Sylvain RICCIO – Poussière d’écume : 6,5/10
Un très bon premier roman qui révèle un auteur qui a déjà sa propre « griffe ».
Je ne saurais néanmoins dire si j’ai aimé ce roman, si j’ai aimé l’histoire ; mais je ne saurais pas dire non plus si je n’ai pas aimé ce roman, cette histoire.
Oui, étrange.
Mais commençant d’abord avec l’intrigue :
« Poussière d’écume » est l’histoire de Karel Rybek, qui travaille au commissariat de Prague. Mais il n’est pas l’un des policiers affrontent la rue et tentent d’arrêter les criminels, les héros de notre policier du soir. Non, Karel est l’un des rouages gris ; il classe les papiers, tamponne les formulaires sans jamais sortir de son bureau, aucune carrière ne s’ouvre devant lui. Karel effectue ce travail ennuyeux de façon machinale dans son petit cagibi sans fenêtre. Il voit ses « collègues », les vrais policiers, s’agiter dans les bureaux et se moquer de lui, il observe la jolie secrétaire qui semble ne pas le voir. Il est effacé et malheureux. Karel Rybek a perdu ses illusions et abandonné ses rêves de liberté.
C’est alors qu’il goute, lors d’une soirée chez un voisin, à la drogue et à partir de là commence la descente aux enfers.
Nous suivons cette véritable dégringolade du jeune Karel sans pouvoir l’arrêter. Mais on se demande s’il a véritablement envie de cesser, il se sent si fort lorsqu’il prend sa dose !
Il retrouve un peu ses rêves d’enfance, sauf qu’au réveil, tout est pire encore !
L’auteur est un maître de l’observation.
A travers ce roman, nous avons l’impression de sentir l’odeur du bureau de Karel, de son petit appartement, de humer la saleté, de déambuler à ses cotés les ruelles sombres de Prague, de toucher du doigt l’arc-en-ciel éphémère que lui offre la drogue, cette puissance imaginaire qu’elle lui confère.
Sylvain Riccio observe tout, avec un amour du détail qui ne devient pas agaçant. Il glisse ses yeux sur un endroit, s’attarde sur un ou deux points, puis poursuit son chemin, ce qui fait qu’on ne s’ennuie pas.
Que ce soit le marin qui habite dans l’appartement voisin de celui de Karel ou encore le chat de ce dernier, tous sont soumis à la même scrutation.
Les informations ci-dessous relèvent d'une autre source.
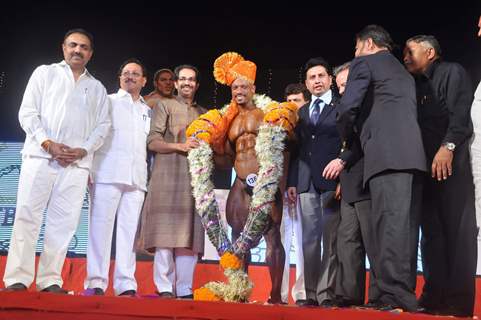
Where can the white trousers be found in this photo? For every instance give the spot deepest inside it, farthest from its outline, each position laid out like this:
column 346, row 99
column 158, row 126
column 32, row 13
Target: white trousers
column 291, row 229
column 476, row 159
column 44, row 183
column 108, row 201
column 174, row 270
column 476, row 167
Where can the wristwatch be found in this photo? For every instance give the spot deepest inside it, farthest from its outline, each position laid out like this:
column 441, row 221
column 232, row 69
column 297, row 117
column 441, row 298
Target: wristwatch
column 449, row 145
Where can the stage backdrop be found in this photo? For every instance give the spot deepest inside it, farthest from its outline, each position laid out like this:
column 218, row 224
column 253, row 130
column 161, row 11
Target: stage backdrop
column 10, row 165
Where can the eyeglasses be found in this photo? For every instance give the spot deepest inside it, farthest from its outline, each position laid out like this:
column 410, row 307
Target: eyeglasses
column 128, row 74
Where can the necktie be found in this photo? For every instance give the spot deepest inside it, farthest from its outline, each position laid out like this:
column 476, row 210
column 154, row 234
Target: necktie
column 316, row 111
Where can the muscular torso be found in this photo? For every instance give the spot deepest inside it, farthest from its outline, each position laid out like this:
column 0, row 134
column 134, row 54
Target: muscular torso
column 242, row 134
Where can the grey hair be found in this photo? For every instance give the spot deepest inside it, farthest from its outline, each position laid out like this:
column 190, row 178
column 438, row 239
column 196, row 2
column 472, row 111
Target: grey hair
column 428, row 41
column 341, row 68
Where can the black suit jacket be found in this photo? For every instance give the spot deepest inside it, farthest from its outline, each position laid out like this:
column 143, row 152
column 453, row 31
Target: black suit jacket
column 380, row 103
column 351, row 177
column 444, row 96
column 316, row 146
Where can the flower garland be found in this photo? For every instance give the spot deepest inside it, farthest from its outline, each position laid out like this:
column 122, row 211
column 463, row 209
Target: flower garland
column 279, row 119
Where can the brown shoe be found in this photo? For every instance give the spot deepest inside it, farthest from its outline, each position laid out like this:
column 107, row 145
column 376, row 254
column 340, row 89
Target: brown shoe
column 55, row 288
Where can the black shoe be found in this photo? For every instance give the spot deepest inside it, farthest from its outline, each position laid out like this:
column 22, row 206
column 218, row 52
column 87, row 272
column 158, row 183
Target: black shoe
column 300, row 302
column 128, row 293
column 270, row 301
column 55, row 288
column 454, row 311
column 166, row 295
column 328, row 303
column 98, row 292
column 16, row 287
column 308, row 303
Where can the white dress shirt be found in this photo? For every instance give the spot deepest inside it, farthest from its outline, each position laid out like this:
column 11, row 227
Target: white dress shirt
column 123, row 156
column 326, row 99
column 57, row 107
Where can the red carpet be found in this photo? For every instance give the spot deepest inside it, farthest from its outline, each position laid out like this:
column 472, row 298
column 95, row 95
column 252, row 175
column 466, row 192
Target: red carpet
column 32, row 305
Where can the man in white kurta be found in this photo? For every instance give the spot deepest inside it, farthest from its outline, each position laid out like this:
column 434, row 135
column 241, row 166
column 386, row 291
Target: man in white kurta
column 65, row 115
column 476, row 158
column 291, row 227
column 119, row 175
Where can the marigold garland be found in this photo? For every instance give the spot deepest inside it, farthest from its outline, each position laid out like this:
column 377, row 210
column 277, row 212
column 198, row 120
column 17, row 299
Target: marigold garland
column 230, row 261
column 205, row 294
column 279, row 120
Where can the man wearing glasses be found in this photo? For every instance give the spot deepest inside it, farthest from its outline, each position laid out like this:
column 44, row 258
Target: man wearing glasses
column 65, row 115
column 119, row 175
column 169, row 226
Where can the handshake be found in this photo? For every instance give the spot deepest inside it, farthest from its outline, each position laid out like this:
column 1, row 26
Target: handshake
column 62, row 153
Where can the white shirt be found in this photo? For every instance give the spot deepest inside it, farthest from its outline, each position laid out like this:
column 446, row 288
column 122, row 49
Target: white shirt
column 123, row 156
column 56, row 107
column 326, row 99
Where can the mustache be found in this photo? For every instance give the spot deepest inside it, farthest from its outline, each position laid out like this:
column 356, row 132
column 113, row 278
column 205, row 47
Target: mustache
column 77, row 55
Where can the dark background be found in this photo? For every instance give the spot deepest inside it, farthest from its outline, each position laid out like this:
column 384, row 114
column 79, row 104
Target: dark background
column 279, row 38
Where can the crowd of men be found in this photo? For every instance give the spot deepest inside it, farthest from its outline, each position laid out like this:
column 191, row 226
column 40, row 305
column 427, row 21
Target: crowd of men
column 381, row 150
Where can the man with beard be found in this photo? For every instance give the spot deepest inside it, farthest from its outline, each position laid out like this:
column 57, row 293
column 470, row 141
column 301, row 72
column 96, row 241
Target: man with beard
column 119, row 176
column 163, row 87
column 240, row 147
column 353, row 236
column 448, row 221
column 65, row 114
column 169, row 226
column 476, row 156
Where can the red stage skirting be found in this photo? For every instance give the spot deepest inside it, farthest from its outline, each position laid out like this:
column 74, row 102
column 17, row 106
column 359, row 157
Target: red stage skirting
column 33, row 305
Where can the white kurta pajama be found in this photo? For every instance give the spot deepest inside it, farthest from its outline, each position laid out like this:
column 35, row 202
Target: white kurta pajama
column 291, row 228
column 54, row 107
column 119, row 176
column 476, row 163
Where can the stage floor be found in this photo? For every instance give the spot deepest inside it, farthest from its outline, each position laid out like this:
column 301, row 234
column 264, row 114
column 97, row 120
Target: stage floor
column 33, row 305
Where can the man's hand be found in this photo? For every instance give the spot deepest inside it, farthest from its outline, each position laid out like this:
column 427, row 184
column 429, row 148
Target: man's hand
column 337, row 195
column 442, row 164
column 333, row 169
column 292, row 194
column 70, row 155
column 189, row 144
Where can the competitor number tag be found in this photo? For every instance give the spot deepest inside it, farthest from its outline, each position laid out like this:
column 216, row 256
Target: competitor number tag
column 251, row 179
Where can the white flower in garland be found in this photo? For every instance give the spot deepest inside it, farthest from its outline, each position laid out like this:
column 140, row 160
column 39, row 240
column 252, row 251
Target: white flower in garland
column 269, row 147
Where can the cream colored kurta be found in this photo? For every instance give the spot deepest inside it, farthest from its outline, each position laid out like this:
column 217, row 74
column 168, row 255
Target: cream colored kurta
column 168, row 218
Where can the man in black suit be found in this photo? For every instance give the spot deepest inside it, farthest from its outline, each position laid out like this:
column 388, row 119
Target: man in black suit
column 353, row 235
column 380, row 104
column 448, row 220
column 318, row 143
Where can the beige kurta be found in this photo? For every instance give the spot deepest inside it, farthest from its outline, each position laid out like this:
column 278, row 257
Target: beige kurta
column 168, row 217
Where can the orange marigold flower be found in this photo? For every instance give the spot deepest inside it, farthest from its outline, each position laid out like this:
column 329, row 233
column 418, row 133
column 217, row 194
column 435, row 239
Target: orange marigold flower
column 284, row 114
column 204, row 294
column 230, row 261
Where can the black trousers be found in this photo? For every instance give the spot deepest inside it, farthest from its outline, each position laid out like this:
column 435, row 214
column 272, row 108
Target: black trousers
column 353, row 240
column 448, row 244
column 394, row 224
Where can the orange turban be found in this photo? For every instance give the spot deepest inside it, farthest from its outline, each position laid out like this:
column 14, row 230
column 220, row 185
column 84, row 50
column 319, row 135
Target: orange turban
column 231, row 66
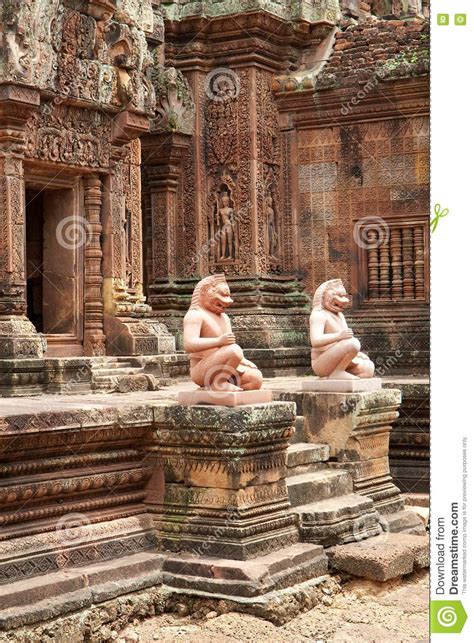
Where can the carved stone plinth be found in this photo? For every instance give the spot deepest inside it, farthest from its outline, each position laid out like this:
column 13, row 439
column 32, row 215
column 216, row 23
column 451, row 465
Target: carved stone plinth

Des histoires du passé nous sont livrées, quelques anecdotes qui nous apprennent qui est Dashnor, le grand Dashnor que tous aimeraient avoir comme ami, le voisin de Karel, nous apprenons à connaître son dealer, celui qui s’est nommé Vodnik …
C’est un roman astucieux.
Donc, j’ai beaucoup aimé.
Mais …
… je n’ai pas été totalement convaincue. Tout simplement en raison de la naïveté qui, parfois, transpire entre les lignes. Prenons Karel, qui nous est présenté dès le quart de couverture comme un « gratte-papier ». Nous le comprenons vite, c’est un petit fonctionnaire sans envergure, un gratte-papier sans ambitions. Mais ce mot est répété si souvent qu’il en devient agaçant.
Ensuite, certaines anecdotes sont trop simplistes, presque puériles. Des histoires qu’on raconte aux enfants, des histoires de rêves illusoires, des amourettes simplistes.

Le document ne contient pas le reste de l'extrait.